国際エネルギー市場の重心がアジアにシフトしていく中でも、特に台頭する中国の影響力が大きく拡大している。国際政治・経済・エネルギー市場の中で高まる中国の影響力・存在感を踏まえつつ、その中国とどう向き合い、国際的な秩序をいかに形成していくかはわが国のみならず今後の世界全体の課題となる。

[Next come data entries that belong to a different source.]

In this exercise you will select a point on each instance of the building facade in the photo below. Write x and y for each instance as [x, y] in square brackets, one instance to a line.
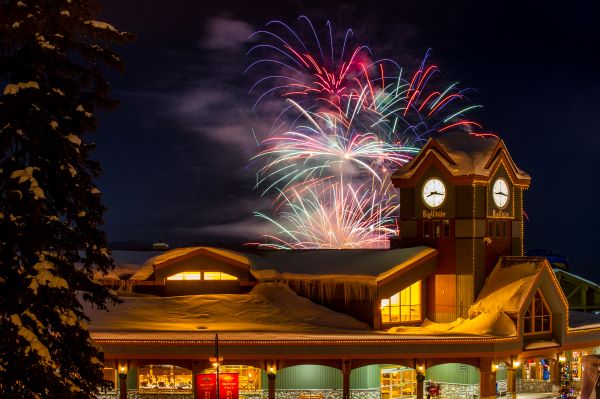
[452, 309]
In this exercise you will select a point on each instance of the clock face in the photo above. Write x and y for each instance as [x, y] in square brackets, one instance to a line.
[434, 192]
[500, 193]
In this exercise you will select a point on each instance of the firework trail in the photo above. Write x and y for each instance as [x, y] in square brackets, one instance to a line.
[328, 145]
[345, 121]
[334, 215]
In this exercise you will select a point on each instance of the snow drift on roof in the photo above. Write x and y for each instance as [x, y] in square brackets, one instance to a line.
[507, 287]
[268, 307]
[583, 320]
[494, 324]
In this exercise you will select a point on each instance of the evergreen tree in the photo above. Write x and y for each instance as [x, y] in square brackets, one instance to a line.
[51, 57]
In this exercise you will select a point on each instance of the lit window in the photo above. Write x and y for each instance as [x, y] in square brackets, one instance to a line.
[218, 276]
[164, 379]
[199, 276]
[402, 306]
[538, 318]
[185, 276]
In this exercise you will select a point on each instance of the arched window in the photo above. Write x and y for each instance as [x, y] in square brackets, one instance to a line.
[402, 306]
[202, 275]
[164, 378]
[538, 318]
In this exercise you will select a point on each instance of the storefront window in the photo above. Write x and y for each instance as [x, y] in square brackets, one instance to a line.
[164, 379]
[249, 377]
[398, 382]
[402, 306]
[537, 369]
[576, 366]
[538, 318]
[110, 375]
[205, 275]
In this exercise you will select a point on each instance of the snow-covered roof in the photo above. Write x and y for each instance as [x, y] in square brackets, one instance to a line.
[268, 307]
[509, 284]
[583, 320]
[371, 264]
[150, 265]
[345, 264]
[558, 271]
[496, 324]
[462, 155]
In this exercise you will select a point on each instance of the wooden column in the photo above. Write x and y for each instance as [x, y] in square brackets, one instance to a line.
[346, 370]
[271, 380]
[487, 379]
[420, 375]
[122, 385]
[511, 377]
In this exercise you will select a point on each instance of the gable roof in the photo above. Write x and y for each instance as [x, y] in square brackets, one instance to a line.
[177, 255]
[362, 264]
[511, 283]
[463, 156]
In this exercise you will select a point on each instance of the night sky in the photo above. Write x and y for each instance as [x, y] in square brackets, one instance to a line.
[176, 152]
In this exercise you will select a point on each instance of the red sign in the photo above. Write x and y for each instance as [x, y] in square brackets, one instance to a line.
[206, 386]
[229, 386]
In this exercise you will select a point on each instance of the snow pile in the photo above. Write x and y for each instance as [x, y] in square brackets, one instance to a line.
[583, 320]
[494, 324]
[508, 286]
[269, 307]
[12, 89]
[322, 274]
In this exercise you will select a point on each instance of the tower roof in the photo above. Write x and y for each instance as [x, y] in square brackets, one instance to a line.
[462, 156]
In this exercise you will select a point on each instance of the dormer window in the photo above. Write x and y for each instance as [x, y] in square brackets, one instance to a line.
[402, 306]
[202, 275]
[538, 318]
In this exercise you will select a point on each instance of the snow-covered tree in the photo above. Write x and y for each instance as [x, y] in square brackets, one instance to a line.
[52, 53]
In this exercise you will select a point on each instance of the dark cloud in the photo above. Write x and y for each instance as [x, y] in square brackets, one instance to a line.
[224, 33]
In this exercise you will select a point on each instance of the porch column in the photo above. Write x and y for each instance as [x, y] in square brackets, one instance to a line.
[271, 380]
[487, 379]
[122, 384]
[346, 370]
[511, 377]
[420, 368]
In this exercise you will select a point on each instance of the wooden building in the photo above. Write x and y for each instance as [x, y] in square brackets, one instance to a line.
[452, 304]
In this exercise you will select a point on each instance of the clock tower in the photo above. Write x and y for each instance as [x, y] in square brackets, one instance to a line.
[463, 195]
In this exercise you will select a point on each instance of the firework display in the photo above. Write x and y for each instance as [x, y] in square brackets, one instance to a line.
[344, 121]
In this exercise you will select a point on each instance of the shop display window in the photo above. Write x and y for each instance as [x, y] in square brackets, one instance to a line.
[110, 375]
[576, 364]
[398, 382]
[249, 377]
[164, 379]
[402, 306]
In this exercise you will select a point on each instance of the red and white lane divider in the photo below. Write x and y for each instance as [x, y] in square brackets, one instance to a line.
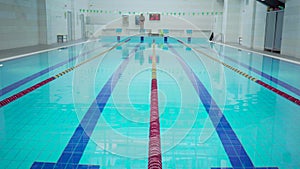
[154, 154]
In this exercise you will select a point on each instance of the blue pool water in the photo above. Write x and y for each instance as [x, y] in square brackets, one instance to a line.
[97, 114]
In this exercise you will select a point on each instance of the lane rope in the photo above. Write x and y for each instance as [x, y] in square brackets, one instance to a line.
[40, 84]
[154, 154]
[265, 85]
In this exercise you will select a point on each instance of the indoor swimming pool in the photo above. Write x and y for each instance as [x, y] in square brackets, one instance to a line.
[91, 105]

わが国としては、アジアのLNG高価格問題や環境問題など、共通課題の解決に向け
ては、適切な協調関係を保つことも検討する必要がある。

10.新興国を中心とした世界的な原子力の導入拡大

急激なエネルギー需要の伸びと、中東・北アフリカ地域の不安定化は、中東の化石燃料への依存を深めているアジアを中心とした地域で、エネルギー安全保障の観点から、化石燃料を補完する有力なエネルギー源として、原子力の利用を拡大しようとする動きを加速させる方向に作用している。
新興国における原子力の導入は、今後拡大していく可能性が高く、日本の近隣諸国でも原子力発電所の多数の新増設計画が進められている。
一方、原子力の平和・安全利用、不拡散問題、核セキュリティへの対応は、エネルギー需給構造の安定化だけでなく、世界の安全保障の観点から、引き続き重要な課題である。
新たに原子力を利活用する国が増大していくことが見込まれる中、原子力の国際的な利活用を管理してきた国際原子力機関(IAEA)等の国際機関や原子力利用の主要国の役割は、今後さらに重要性を増していくことになり、原子力をめぐる議論は、一国に閉じた議論では十分に対応できるものではなくなり、より国際的な観点で取組を進めていかなければならない課題となっている。